Qualcuno ha sostenuto vi fosse un rapporto di interdipendenza con Filippo Pongiluppi: cosa ne pensi?

«Non c’è stata mai interdipendenza tra noi, non siamo stati mai speculari, abbiamo certo dei punti di vista che ci accomunano, gli voglio bene e so che saremo ancora amici. Filippo merita e mi è stato vicino, ma ho avuto anche altri amici, come Mario Ermito, Armando Avellino e Fabrizio Conti. Ho scoperto che anche durante una convivenza difficile come quella vissuta al GF può nascere l’amicizia vera.»

Sei diventato famoso per una tua caratteristica peculiare: i tuoi aforismi. La Gialappa’s Band ti ha spesso preso in giro paragonandoti a Giovanni Trapattoni e alla sua incomprensibilità. Come nasce la passione per gli aforismi di tua invenzione?

«Ti dico la verità: non ho mai studiato niente del genere. Si tratta di un’ispirazione che mi prende sempre, dal bagno, dalla doccia, da un terrazzo, da una passeggiata. Una volta sono andato anche in confessionale a chiedere se potevano segnarsi l’ispirazione del momento, la la ricordo a memoria. Diceva così: “L’illusione: una nuvola che si dissolve sulla strada di un cielo terso d’inverno”.»

Qualcuno ti ha accusato di conoscere Enrica Saraniti già da prima del GF, perché siete nella stessa agenzia di modelli.

«Finiamola con le leggende metropolitane, Enrica non l’ho mai vista prima e preferisco glissare su queste accuse.»

Un appunto che ti è stato fatto viene da Alfonso Signorini sulla questione del presunto rapporto, dimostrato poi falso, con Valerio Pino. In quel caso hai avuto effettivamente una reazione forte, come ti giustifichi?

«Fu una puntata molto pesante quella. Devo intanto premettere che non ho nulla contro gli omosessuali e anzi sono contro l’omofobia: ognuno è libero di esprimersi nella propria sessualità. Ero agitato in quel momento e trovavo giusto che facessi valere la mia posizione. Il pensiero è andato subito alla mia famiglia e alle possibili ripercussioni per una cosa non vera. Abito in un piccolo comune di 40.000 abitanti, ci si conosce tutti, non volevo che spuntassero fuori pettegolezzi senza fondamento.»
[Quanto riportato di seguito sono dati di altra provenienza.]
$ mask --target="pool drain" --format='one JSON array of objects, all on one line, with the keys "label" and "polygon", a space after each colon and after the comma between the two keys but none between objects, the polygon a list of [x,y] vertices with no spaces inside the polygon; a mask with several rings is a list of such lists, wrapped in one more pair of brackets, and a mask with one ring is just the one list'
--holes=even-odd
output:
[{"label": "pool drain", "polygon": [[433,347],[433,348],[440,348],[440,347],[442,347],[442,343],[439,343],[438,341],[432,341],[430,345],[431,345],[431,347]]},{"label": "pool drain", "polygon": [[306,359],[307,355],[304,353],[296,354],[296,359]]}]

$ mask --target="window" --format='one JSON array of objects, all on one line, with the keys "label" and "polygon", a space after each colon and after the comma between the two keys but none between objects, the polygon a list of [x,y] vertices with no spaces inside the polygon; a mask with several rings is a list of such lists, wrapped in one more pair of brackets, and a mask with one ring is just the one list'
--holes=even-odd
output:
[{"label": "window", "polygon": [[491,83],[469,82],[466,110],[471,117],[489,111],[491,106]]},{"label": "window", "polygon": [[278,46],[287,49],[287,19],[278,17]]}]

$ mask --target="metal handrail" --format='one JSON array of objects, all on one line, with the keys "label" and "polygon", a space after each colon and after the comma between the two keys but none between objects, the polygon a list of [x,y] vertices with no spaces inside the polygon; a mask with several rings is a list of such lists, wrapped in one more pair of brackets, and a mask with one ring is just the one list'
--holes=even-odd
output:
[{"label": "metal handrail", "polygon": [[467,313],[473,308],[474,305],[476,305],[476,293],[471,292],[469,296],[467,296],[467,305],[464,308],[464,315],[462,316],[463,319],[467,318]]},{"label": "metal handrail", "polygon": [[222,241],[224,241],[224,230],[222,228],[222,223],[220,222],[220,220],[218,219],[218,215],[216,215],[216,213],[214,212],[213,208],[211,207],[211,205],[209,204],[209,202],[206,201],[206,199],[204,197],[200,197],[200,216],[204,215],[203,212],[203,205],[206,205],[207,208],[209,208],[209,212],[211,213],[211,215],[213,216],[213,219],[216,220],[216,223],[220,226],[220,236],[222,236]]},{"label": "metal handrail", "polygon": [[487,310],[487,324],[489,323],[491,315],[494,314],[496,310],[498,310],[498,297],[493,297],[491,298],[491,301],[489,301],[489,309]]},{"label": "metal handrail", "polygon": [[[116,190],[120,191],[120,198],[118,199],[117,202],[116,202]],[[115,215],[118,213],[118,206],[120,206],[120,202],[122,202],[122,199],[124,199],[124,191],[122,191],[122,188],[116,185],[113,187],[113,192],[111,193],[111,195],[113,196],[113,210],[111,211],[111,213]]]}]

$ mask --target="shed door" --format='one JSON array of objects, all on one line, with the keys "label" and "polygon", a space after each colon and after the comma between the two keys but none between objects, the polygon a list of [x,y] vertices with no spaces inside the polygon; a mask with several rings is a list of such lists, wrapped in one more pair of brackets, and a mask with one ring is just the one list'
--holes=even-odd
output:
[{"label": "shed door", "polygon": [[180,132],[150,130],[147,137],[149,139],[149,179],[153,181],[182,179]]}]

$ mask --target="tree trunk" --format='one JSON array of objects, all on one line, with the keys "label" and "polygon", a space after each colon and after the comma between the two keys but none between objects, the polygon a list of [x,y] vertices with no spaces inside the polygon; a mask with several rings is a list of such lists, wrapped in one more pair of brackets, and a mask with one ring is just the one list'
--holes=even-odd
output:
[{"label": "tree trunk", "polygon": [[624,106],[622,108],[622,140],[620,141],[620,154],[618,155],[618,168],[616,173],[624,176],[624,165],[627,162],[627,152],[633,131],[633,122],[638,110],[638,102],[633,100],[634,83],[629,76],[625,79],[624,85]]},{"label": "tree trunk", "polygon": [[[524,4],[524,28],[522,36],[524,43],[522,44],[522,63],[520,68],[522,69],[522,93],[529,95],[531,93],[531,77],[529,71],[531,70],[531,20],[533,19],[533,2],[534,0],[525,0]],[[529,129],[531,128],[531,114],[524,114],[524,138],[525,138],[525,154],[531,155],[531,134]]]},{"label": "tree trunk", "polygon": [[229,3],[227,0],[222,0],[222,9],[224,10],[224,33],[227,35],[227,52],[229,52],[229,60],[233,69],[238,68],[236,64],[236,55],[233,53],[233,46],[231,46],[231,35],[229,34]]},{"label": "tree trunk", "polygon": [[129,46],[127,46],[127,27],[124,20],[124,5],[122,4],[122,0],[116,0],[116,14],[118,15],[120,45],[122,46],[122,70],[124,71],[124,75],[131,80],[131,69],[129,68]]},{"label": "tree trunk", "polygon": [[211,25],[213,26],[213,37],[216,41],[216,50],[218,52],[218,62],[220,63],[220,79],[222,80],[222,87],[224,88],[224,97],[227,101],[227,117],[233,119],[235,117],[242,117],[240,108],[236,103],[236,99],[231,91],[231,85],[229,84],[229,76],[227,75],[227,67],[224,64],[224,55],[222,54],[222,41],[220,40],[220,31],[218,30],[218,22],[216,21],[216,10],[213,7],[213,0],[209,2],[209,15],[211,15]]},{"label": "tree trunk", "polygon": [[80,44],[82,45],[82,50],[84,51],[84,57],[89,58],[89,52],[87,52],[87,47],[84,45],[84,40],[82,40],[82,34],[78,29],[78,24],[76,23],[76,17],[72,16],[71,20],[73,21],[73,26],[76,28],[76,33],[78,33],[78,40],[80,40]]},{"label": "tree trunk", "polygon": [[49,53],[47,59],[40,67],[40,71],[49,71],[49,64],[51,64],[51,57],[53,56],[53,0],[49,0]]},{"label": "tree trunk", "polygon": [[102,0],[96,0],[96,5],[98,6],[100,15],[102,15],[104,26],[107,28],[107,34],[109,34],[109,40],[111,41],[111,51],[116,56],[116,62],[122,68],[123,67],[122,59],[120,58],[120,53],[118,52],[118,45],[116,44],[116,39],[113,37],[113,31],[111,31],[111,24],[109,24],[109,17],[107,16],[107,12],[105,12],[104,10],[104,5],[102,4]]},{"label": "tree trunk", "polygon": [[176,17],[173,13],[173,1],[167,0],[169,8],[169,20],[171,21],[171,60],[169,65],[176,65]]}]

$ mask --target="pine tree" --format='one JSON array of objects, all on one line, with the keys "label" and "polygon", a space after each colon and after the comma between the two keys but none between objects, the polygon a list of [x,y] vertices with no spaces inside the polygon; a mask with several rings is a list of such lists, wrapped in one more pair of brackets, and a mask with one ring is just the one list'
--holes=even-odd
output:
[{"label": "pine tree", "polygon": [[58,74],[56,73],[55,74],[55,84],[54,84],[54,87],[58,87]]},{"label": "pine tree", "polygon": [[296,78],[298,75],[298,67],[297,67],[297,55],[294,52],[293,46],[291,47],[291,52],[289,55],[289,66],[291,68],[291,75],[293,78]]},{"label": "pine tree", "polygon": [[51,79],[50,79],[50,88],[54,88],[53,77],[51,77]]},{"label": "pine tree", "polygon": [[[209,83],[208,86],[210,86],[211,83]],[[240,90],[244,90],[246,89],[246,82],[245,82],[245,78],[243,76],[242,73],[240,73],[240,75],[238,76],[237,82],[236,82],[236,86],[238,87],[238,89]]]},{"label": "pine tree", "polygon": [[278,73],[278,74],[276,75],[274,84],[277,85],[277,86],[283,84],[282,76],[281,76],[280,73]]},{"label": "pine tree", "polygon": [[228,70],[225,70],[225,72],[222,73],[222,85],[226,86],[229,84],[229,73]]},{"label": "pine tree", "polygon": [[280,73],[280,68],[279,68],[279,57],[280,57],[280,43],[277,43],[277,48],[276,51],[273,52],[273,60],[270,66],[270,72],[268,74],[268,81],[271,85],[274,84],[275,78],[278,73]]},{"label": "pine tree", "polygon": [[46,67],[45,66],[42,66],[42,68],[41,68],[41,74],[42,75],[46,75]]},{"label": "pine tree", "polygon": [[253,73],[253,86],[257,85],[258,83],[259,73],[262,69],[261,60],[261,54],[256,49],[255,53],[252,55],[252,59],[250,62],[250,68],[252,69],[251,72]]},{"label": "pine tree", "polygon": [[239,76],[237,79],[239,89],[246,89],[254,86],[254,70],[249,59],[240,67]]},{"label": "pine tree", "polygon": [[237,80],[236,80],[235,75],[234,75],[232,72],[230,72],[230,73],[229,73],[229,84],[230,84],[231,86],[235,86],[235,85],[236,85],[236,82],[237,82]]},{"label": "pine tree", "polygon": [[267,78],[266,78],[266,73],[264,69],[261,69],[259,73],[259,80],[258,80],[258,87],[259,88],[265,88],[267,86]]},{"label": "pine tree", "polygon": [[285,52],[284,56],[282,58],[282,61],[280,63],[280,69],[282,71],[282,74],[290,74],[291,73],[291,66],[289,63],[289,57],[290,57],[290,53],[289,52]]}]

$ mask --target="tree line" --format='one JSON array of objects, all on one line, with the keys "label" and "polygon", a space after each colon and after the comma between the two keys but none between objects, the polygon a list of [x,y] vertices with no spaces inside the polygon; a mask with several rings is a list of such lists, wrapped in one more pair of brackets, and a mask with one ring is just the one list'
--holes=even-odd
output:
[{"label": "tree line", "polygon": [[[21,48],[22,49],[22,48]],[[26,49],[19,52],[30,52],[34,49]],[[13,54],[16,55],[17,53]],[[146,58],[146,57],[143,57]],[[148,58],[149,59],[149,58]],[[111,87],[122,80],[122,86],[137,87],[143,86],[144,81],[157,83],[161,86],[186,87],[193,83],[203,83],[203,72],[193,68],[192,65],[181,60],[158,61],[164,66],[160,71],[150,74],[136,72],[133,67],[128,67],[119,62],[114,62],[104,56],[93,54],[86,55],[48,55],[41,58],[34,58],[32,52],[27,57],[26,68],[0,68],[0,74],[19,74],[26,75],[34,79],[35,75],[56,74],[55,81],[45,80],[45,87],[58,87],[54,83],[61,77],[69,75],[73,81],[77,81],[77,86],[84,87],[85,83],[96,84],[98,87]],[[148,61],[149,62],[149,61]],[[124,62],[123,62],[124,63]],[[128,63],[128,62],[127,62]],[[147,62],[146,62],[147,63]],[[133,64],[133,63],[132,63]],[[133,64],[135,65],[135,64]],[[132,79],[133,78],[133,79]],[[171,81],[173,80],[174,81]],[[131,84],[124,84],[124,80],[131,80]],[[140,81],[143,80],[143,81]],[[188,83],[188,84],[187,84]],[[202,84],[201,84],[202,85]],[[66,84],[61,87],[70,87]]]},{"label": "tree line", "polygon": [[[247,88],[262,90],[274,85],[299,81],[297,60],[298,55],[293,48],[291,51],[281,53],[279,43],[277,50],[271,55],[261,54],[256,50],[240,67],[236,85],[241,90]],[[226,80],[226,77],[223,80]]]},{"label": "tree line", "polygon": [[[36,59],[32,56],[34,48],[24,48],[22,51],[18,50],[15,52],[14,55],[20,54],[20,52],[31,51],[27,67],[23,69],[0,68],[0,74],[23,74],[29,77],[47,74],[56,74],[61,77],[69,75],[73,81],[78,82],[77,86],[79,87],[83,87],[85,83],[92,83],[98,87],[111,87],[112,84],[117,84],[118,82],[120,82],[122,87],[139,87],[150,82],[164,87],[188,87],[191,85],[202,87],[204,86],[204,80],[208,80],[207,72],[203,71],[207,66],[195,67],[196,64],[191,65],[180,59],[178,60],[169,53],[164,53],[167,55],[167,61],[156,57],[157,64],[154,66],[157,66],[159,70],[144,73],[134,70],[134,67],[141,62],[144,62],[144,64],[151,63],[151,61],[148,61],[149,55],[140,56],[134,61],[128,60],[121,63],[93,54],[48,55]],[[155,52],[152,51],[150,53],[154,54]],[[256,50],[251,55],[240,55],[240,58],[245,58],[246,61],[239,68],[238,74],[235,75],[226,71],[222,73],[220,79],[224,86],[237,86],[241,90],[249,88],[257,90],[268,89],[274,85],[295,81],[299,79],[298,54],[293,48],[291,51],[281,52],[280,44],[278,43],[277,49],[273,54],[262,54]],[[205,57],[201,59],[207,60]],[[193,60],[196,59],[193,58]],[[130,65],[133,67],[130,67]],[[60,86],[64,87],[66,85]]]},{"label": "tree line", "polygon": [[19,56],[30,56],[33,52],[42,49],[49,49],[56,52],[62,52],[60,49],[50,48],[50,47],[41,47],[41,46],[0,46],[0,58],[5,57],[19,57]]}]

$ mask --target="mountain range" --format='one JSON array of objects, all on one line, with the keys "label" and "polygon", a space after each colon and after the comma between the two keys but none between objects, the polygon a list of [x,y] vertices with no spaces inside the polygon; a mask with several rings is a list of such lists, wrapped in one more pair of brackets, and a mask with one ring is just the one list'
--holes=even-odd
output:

Ieri sera la tua intervista nel primetime è stata un po’ risicata. C’erano problemi di tempo a causa dell’uscita a sorpresa di Rudolf Mernone, che ha posto anche delle accuse contro la produzione del GF. Cosa ne pensi?

«In un gioco così difficile, è normale che si possano avere dei cedimenti, devi avere molta forza e credo che Rudolf finora abbia represso la sua persona, si sia nascosto dietro gli allenamenti e la cucina, causando le esplosioni vulcaniche cui abbiamo assistito e che l’hanno portato a dire parole molte forti che forse non si pensavano in quel momento, ma ci dovrà fare i conti, con le sue responsabilità. Rudolf è giovane, e forse non ha mantenuto la lucidità di sempre, ieri.»

Secondo te chi vincerà e chi vorresti che vincesse?

«La seconda è una domanda retorica (ride, ndr), naturalmente ti rispondo Enrica. Difficile dire chi vincerà, l’uscita di Rudolf ha destabilizzato gli equilibri nella casa. Credo che non vincerà nessuno dei vecchi: la questione di Rudolf potrebbe innescare un effetto domino a livello psicologico, per cui tutto è possibile.»